Его теория «непонимания» логически приводила к тому, что он делал вывод: «Для достижения модус вивенди потребуются различные промежуточные и частичные решения»32.

Льюис Намьер, бывший руководитель политического департамента Исполкома ВСЮ, крупный историк английской аристократии, написал предисловие к книге Руппина. Осведомленные сионисты, включая Наума Гольдмана, считали

Намьера ярым еврейским антисемитом 33. Будучи преданным интересам британской аристократии, он презирал евреев как людей, олицетворяющих капитализм, вульгарную «торговлю». Как и можно было ожидать, в предисловии к книге он выражал свое «понимание» антисемитизма: «Не каждый, испытывающий недовольство нами, должен называться антисемитом, да и нет чего-либо неизбежного и врожденно злого в антисемитизме»34. Однако первоначальный вариант предисловия был еще более сильным. Вейцман прочитал его и должен был предупредить Намьера, чтобы он не был столь откровенен, высказывая их взаимную терпимость к нацизму:

«Подчеркнутые карандашом на стр. 6 слова: «но произошло то и т. д…» — кажутся мне опасными, хотя я согласен с Вашим выводом. Но книга написана Руппином, а предисловие — Вами, его будут цитировать в Германии, и «деревенщина» будет говорить: «Евреи сами думают, что все это будет на благо… и т. д.».

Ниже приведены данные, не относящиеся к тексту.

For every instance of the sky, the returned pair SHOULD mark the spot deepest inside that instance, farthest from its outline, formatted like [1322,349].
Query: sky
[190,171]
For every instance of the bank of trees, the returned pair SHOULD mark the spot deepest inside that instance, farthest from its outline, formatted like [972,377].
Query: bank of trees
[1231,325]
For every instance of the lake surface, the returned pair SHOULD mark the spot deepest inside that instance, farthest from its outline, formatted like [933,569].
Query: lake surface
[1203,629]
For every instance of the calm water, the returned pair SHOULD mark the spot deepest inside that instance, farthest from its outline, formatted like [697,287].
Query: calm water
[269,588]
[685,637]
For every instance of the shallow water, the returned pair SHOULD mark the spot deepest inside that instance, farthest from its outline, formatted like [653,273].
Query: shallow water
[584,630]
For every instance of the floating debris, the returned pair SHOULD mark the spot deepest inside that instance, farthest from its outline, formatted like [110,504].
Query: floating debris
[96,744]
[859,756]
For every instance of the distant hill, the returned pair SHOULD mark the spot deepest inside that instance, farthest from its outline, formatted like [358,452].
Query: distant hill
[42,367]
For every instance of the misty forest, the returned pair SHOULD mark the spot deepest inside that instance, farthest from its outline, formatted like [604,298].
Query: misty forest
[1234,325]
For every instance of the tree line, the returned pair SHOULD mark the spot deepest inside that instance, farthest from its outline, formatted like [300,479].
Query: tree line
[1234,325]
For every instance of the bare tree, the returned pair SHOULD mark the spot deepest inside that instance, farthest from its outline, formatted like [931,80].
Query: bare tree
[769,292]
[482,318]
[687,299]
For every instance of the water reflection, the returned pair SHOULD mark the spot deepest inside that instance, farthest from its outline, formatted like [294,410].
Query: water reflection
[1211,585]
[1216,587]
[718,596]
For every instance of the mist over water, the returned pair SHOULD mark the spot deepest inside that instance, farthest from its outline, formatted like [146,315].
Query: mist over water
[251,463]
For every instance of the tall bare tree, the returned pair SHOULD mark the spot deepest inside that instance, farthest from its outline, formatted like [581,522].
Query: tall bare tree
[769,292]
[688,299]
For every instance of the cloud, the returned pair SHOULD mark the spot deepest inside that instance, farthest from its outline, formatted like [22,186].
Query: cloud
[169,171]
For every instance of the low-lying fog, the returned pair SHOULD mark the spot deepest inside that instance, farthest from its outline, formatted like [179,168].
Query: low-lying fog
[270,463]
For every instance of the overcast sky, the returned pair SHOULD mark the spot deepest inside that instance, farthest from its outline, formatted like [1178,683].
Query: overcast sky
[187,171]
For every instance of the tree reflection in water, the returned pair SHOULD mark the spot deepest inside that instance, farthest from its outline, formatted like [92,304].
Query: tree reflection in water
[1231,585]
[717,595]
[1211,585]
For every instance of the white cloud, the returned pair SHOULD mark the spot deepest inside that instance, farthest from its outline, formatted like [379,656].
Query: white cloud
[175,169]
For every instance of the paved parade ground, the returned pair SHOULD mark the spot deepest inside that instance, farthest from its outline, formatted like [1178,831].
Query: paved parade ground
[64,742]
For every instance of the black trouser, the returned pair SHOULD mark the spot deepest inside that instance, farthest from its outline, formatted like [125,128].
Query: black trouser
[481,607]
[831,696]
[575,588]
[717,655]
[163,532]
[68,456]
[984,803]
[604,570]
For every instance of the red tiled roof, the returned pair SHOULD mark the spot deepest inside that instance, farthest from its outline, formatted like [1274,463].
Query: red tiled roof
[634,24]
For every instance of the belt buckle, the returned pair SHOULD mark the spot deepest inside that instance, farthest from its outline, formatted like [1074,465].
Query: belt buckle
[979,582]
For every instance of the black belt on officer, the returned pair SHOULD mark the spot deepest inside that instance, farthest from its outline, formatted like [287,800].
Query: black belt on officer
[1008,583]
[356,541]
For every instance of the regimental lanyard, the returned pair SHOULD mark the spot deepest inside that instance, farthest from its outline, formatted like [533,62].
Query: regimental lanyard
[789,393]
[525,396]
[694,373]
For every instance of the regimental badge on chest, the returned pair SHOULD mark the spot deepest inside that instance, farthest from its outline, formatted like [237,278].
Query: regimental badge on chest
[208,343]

Я бы опустил эти слова, если возможно»35.

Таковы были настроения руководящих деятелей сионистского движения в 1935 г., когда они съезжались на свой летний конгресс в Люцерне. Отрицая публично (в фиксированных выступлениях), что они имели отношение, к соглашению о «Хааваре», тайно они делали все, что могли, чтобы расширить сферу деятельности этого пакта. В любом отношении их мышление и их политические мероприятия расходились с позицией огромного большинства евреев во всем мире.